Creating an Azure Data Factory


Welcome back to the next step in our journey from Blob storage to PowerBI.

Now that we have created our blob storage account and our SQL databases, now it is time to create the pipelines that will move the data from location A to B.


The service that is responsible for this is called Azure Data Factory (or ADF for short). Now, before I continue, I have to mention that Azure markets this product as an ETL tool (Extract, Transform, Load) while I see it more of an orchestration tool. 


What this means in real life is that when thinking about "What should I use ADF for" it is mainly as a tool that will copy/move data and "orchestrate" different activities within ADF pipelines. This will become more clear as we go through our examples and this is not to say that ADF cannot do ETL functions.  However, when compared to other tools such as Informatica, SAP Data Services, or Databricks, ADF still has a ways to go to become a contender in that space.


To learn more about ADF please follow the helpful links provided by Microsoft: Azure Data Factory.


With that out of the way, the first step is to create an Azure Data Factory.


Note: I will be using ADF to reference Azure Data Factory.


Set up to create an Azure Data Factory

First log into the Azure portal and then type in "Data Factory" in the search box and then click on the "Data factories" icon:

Creating Azure Data Factory
First step to data domination!!


After clicking on the ADF icon you will then be taken to the home page that lists all of the different Data Factories that have been created so far under your subscription. If you are working at a company that actively uses ADFs you can filter down the list by clicking on "Subscription" tab highlighted in the red circle. By default ADF is set to show all.

List of Azure Data Factories
This screen lists all of the ADFs that have been created so far or help you find other ADFs.


To start the process click on the "Add" button. This will take you to the ADF creation screen.


Creating an Azure Data Factory

The process of creating an ADF is relatively simple. Once you click on the "Add" button you are taken to the creation page where the main selections that you need to make are to which subscription/resource group you want this ADF to be created in and then select from which region you want this ADF to be created in.

Creating Azure Data Factory
Probably the least amount of fields to fill out in Azure world


In the above screenshot we filled out the following:

  1. Subscription group - this value is usually auto filled so if you need to create it in a different location make sure to check that first.
  2. Resource group - Like in the above, this is to further filter down where ADF will live. You can either select an already created resource group or create a new one.
  3. Region - This one depends on the location you live in. As a rule try to create it as close as possible to where your data resides to reduce the time it takes the data to be sent from one region to another.
  4. Name - the name of the ADF
  5. Version - so by default V2 will be selected. This is the newest version of ADF that Azure provides. For context the V1 version is still offered as a legacy option, but the number of tools available in that ADF will be limited. If possible always use V2 (or later versions when they roll out).

Click the "Review + create" button to start the creation process. There is an option to add this pipeline to a Git repository, but that can be done post ADF creation and is outside of this blog post.
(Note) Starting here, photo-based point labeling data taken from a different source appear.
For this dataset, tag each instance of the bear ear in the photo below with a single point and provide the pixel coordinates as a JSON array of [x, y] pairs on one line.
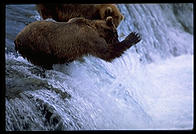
[[109, 21], [108, 11]]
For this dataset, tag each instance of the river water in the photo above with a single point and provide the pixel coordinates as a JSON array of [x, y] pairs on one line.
[[149, 88]]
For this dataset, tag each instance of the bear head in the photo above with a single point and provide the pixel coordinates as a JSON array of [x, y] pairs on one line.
[[106, 10]]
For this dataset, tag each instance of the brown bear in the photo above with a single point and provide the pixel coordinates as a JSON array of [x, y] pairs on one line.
[[64, 12], [45, 43]]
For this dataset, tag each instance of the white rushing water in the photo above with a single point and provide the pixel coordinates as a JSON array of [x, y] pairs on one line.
[[149, 87]]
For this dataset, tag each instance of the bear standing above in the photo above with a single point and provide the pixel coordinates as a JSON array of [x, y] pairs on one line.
[[64, 12], [45, 43]]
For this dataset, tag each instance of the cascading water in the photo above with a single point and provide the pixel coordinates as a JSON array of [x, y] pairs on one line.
[[149, 87]]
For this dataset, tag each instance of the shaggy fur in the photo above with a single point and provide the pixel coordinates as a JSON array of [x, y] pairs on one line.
[[64, 12], [45, 43]]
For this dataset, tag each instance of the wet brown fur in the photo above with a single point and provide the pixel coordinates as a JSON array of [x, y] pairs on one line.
[[45, 43], [64, 12]]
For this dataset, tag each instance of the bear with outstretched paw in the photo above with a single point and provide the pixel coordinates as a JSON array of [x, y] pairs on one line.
[[64, 12], [45, 43]]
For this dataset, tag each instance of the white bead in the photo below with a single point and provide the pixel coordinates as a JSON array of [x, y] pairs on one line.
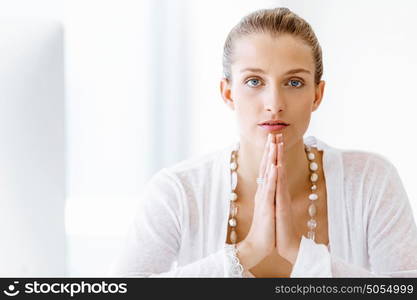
[[233, 222], [312, 224], [233, 196], [233, 210], [234, 180], [314, 166], [233, 166], [312, 210], [233, 236]]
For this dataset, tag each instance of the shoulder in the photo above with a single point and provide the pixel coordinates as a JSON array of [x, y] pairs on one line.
[[360, 162]]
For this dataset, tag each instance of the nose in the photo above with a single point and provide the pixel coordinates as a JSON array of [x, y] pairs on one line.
[[274, 101]]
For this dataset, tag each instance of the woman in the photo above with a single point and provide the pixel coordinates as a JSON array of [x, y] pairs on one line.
[[275, 204]]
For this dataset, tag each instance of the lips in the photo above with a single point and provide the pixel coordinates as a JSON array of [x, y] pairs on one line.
[[274, 125]]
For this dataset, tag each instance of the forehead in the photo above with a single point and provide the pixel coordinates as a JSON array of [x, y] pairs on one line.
[[273, 54]]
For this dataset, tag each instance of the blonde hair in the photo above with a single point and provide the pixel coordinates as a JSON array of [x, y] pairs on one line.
[[274, 21]]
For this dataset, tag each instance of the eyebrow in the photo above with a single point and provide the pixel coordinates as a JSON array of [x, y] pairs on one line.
[[293, 71]]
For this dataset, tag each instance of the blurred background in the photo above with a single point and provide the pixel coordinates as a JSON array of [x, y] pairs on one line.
[[96, 96]]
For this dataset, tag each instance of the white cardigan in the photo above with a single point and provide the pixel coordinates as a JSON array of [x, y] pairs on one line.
[[180, 226]]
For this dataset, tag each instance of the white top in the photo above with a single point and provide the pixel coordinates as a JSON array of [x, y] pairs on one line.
[[180, 226]]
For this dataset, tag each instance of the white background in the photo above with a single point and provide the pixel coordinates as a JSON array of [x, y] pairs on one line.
[[142, 82]]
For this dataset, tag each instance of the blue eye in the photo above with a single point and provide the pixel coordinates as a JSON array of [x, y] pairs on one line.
[[295, 83], [253, 79]]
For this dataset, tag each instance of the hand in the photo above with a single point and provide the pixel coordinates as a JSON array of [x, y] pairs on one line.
[[287, 240], [260, 241]]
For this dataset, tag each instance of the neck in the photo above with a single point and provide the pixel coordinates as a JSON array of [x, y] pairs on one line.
[[296, 162]]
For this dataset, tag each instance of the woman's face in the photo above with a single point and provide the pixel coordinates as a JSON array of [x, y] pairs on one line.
[[272, 78]]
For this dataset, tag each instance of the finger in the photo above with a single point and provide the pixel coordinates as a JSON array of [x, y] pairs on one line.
[[263, 165], [282, 193], [271, 184]]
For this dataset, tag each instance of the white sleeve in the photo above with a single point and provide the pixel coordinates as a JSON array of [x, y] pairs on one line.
[[391, 235], [154, 238]]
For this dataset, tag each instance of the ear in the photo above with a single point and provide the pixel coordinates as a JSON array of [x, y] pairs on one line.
[[226, 93], [319, 91]]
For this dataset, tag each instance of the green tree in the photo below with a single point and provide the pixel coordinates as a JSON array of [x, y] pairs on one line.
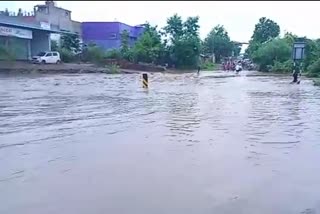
[[70, 42], [218, 43], [184, 41], [149, 48], [236, 48], [276, 50], [264, 30], [125, 48]]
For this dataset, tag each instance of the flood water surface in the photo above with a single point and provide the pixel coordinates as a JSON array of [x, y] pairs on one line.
[[89, 143]]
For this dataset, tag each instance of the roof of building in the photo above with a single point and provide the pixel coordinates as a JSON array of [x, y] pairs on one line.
[[116, 22], [43, 5], [14, 22]]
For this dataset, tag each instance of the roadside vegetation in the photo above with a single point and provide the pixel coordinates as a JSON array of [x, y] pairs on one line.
[[176, 45], [272, 53]]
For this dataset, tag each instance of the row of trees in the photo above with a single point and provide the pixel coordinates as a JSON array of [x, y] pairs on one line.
[[271, 52], [178, 44]]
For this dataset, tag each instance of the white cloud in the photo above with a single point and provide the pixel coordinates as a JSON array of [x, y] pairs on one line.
[[239, 18]]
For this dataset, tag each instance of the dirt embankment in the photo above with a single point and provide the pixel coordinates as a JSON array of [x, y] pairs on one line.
[[124, 67], [25, 67]]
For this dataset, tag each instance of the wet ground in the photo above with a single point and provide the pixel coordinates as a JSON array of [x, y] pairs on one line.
[[96, 143]]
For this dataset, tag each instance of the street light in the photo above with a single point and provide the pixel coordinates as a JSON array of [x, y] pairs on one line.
[[297, 56], [298, 51]]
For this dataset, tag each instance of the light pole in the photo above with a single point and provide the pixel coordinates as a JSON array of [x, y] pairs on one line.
[[297, 57]]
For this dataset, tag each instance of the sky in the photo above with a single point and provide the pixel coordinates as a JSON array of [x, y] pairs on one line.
[[239, 18]]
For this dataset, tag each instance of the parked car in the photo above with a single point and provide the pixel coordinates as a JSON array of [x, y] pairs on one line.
[[47, 57]]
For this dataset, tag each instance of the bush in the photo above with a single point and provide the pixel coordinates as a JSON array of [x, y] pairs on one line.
[[66, 55], [113, 54]]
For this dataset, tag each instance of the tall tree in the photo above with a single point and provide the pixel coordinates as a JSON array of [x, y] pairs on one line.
[[149, 47], [184, 45], [265, 30], [124, 48], [218, 43]]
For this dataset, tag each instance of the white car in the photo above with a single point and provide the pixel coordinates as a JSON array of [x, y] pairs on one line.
[[50, 57]]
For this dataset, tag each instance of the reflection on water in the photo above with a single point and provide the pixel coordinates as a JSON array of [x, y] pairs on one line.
[[102, 144]]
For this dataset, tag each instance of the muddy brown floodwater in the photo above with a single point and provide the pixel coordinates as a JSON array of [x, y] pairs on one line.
[[96, 143]]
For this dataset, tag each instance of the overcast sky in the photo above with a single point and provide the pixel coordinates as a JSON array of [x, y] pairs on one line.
[[238, 18]]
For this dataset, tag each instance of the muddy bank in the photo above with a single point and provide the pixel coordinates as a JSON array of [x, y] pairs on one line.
[[24, 67]]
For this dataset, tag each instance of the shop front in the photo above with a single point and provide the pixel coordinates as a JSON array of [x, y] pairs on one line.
[[15, 42]]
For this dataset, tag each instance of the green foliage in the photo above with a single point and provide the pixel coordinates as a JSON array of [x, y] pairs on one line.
[[70, 42], [113, 54], [124, 49], [184, 41], [149, 48], [265, 30], [276, 50], [282, 67], [93, 53], [218, 43]]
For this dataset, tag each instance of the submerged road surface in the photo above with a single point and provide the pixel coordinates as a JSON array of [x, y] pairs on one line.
[[100, 144]]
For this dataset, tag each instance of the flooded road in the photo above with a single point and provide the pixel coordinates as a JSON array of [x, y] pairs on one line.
[[90, 143]]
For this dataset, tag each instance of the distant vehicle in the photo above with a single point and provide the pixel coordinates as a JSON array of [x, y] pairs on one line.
[[47, 57]]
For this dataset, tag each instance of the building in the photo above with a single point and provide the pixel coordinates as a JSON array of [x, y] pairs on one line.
[[58, 18], [108, 34], [28, 33]]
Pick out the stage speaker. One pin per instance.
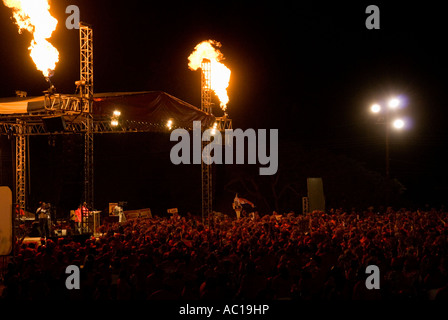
(316, 198)
(54, 124)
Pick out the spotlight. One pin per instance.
(375, 108)
(393, 103)
(398, 124)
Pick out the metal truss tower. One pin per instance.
(206, 169)
(20, 174)
(86, 92)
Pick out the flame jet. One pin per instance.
(220, 74)
(34, 16)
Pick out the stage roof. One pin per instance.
(156, 107)
(150, 106)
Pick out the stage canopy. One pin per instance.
(150, 106)
(156, 107)
(21, 105)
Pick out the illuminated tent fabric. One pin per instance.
(150, 106)
(155, 107)
(22, 105)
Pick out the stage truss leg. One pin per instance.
(206, 169)
(86, 74)
(20, 164)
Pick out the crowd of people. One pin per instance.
(319, 256)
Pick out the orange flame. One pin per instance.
(34, 16)
(220, 74)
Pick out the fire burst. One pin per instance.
(34, 16)
(220, 74)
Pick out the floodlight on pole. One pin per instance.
(385, 109)
(398, 124)
(394, 103)
(375, 108)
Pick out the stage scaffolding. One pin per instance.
(76, 110)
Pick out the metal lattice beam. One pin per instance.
(20, 174)
(206, 169)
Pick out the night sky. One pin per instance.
(311, 70)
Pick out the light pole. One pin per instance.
(390, 106)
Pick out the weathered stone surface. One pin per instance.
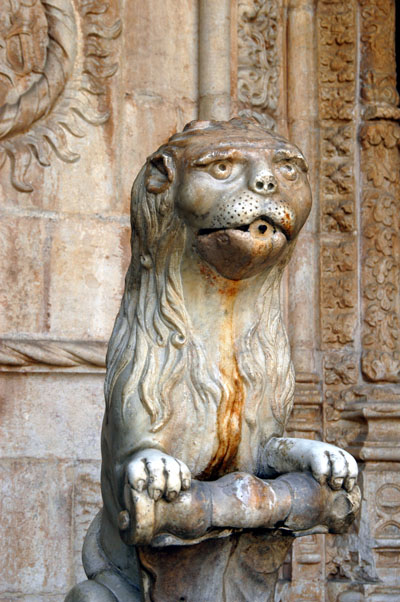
(87, 503)
(36, 521)
(73, 407)
(139, 62)
(88, 258)
(24, 271)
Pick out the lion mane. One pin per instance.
(153, 348)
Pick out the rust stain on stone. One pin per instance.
(230, 409)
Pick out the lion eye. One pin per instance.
(221, 170)
(288, 170)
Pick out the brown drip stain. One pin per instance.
(230, 409)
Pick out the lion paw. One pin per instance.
(160, 474)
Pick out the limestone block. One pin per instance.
(35, 546)
(160, 64)
(87, 502)
(23, 261)
(51, 415)
(88, 260)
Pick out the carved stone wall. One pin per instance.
(87, 90)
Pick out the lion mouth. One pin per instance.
(260, 228)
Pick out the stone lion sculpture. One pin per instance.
(200, 384)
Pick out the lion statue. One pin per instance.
(199, 378)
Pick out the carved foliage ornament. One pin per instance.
(55, 60)
(258, 61)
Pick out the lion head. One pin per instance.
(223, 201)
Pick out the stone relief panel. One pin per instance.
(55, 59)
(338, 257)
(380, 163)
(380, 244)
(259, 58)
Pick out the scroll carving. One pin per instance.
(55, 355)
(258, 60)
(380, 163)
(46, 87)
(337, 64)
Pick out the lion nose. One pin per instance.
(264, 183)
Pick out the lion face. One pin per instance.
(244, 198)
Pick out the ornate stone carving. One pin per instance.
(193, 396)
(54, 65)
(258, 59)
(380, 273)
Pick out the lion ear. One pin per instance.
(160, 172)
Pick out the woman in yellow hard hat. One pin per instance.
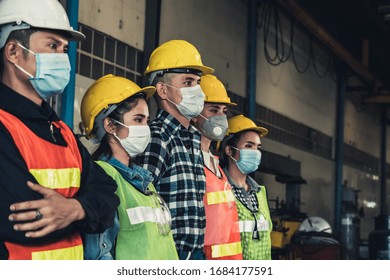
(222, 237)
(115, 114)
(241, 155)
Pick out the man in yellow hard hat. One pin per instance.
(174, 156)
(50, 189)
(222, 237)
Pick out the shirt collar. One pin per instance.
(253, 186)
(172, 123)
(22, 107)
(137, 176)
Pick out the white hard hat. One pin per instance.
(23, 14)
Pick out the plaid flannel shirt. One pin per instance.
(174, 158)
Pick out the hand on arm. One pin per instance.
(57, 212)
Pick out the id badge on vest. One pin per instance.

I will definitely take the time to go over it at a later time.

Note: You might get an error when creating ADF that relates to the GIT configuration. If you do get that, the simple fix is to just select the "Configure Git Later" check box. To get to it click on "Git configuration tab".

ADF "Configure Git later" option
Always working on a prod version of ADF? That will never lead to trouble.


Once you go to the "Review + create" screen, click on "Create" button and you should be taken to the creation page. Give it a couple of minutes and you should get a success message.

ADF Resource creation resource
If you see this you are in good shape


Verifying that the Azure Data Factory was created

After the ADF is deployed, you have a couple of ways to get to it. First way is to go through the Azure portal. Follow the instructions that were listed at the start of the blog, but now you should see the newly created ADF.

Azure Data Factory


The second way to get to your ADF is to go through the url. Type in "adf.azure.com". This will take you directly to the ADF selection screen. From there you will be able to select the Subcription group and then the ADF that you just created. The only difference between this approach and doing it through the portal is that in the "adf.azure.com" screen you are able to see all the ADFs in a Subscription group, whereas in the portal you can refine it through the filtering or resource groups as well.

adf.azure.com
When someone pulls this up you know you are dealing with a pro.

If you are using the "adf.azure.com" approach click on "Continue" to launch the ADF screen. If you are in the portal then click on your ADF service your just spun up.

That will take you to the main page for this ADF. This page contains all the admin information about this ADF. For example, how many times this ADF has run, success vs errors, and also IAM options to limit access to only those that are authorized to use it.

For the purpose of this blog the only thing you need to do is to click on "Author & Monitor".

Author & Monitor ADF button
Got to be the worst name to say "open this ADF".


You will then be taken to the main ADF page. This page will include links to tutorial videos and is also the starting screen that shows you the basic activities you can do.